Girando en órbita geosincrónica a 36.000 kilómetros de altura, un satélite DSP del Programa de Apoyo a la Defensa, destinado a detectar e identificar fuentes de intensa radiación infrarroja, hizo sonar la “campanilla” de su red de sensores, cada uno de los cuales exploraba varios kilómetros de superficie terrestre. Aunque habían sido inicialmente diseñados y lanzados durante la guerra fría para alertar de un ataque nuclear desde la Unión Soviética, a lo largo de su existencia habían proporcionado información sobre todas las pruebas nucleares y de misiles que habían tenido lugar en el planeta. Su sensibilidad era tal que podían seguir el rastro de un avión a reacción a través del calor que emitían sus toberas.

Por ello detectó fácilmente el potentísimo destello que se produjo en Bagram y se apresuró a compartir la información.

 

 

Enterrado bajo quinientos metros de granito en Cheyenne, Colorado, la pequeña ciudad subterránea conocida como Mando de Defensa Aeroespacial de Norteamérica o NORAD, se levantaba sobre un lecho de muelles de acero concebido para absorber un impacto nuclear. Sus habitantes vivían aislados del exterior, además de por la montaña en sí, por dos puertas de veinticinco toneladas, y podían resistir varios meses sin recibir ninguna clase de suministro. Como los DSP, el NORAD era hijo de la guerra fría, y un objetivo prioritario si el temido intercambio atómico se hubiera producido.

Pero el mundo para el que fue ideado había girado de forma sorpresiva en una dirección nunca imaginada.

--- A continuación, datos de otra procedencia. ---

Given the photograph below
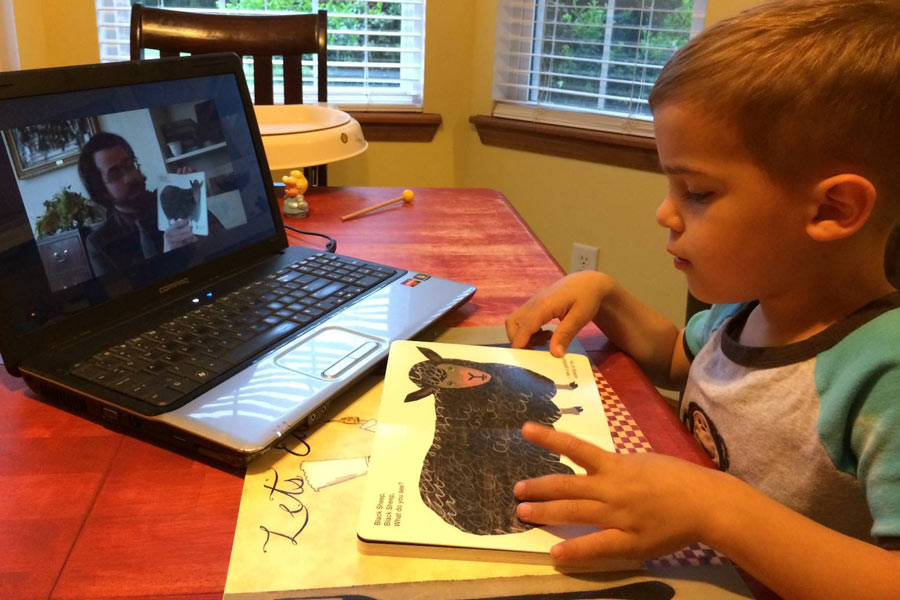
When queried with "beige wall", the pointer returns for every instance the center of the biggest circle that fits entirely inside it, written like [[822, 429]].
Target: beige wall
[[563, 200], [53, 33]]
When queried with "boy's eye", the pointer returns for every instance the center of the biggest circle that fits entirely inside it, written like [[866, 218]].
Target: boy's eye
[[696, 196]]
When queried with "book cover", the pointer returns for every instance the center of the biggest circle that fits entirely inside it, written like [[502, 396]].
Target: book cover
[[449, 450]]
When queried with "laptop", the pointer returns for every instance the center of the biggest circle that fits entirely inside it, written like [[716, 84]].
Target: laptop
[[171, 304]]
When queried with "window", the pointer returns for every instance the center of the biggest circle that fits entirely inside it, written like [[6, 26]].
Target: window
[[587, 63], [375, 49]]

Y, ahora, su comandante y los hombres y mujeres que atendían sus consolas en la sala de control, observaron en un incrédulo silencio la advertencia de detonación nuclear localizada en aquel atrasado y problemático país que, casi anclado en la Edad de Bronce, era testigo de la guerra más larga de la historia de Estados Unidos.

Sin apartar la mirada de la pantalla que reflejaba la señal del satélite, el general levantó el teléfono que le comunicaba con la Casa Blanca para transmitir la terrible noticia.

—Jesucristo… —jadeó entonces, recordando dónde se encontraba en ese momento su inquilino.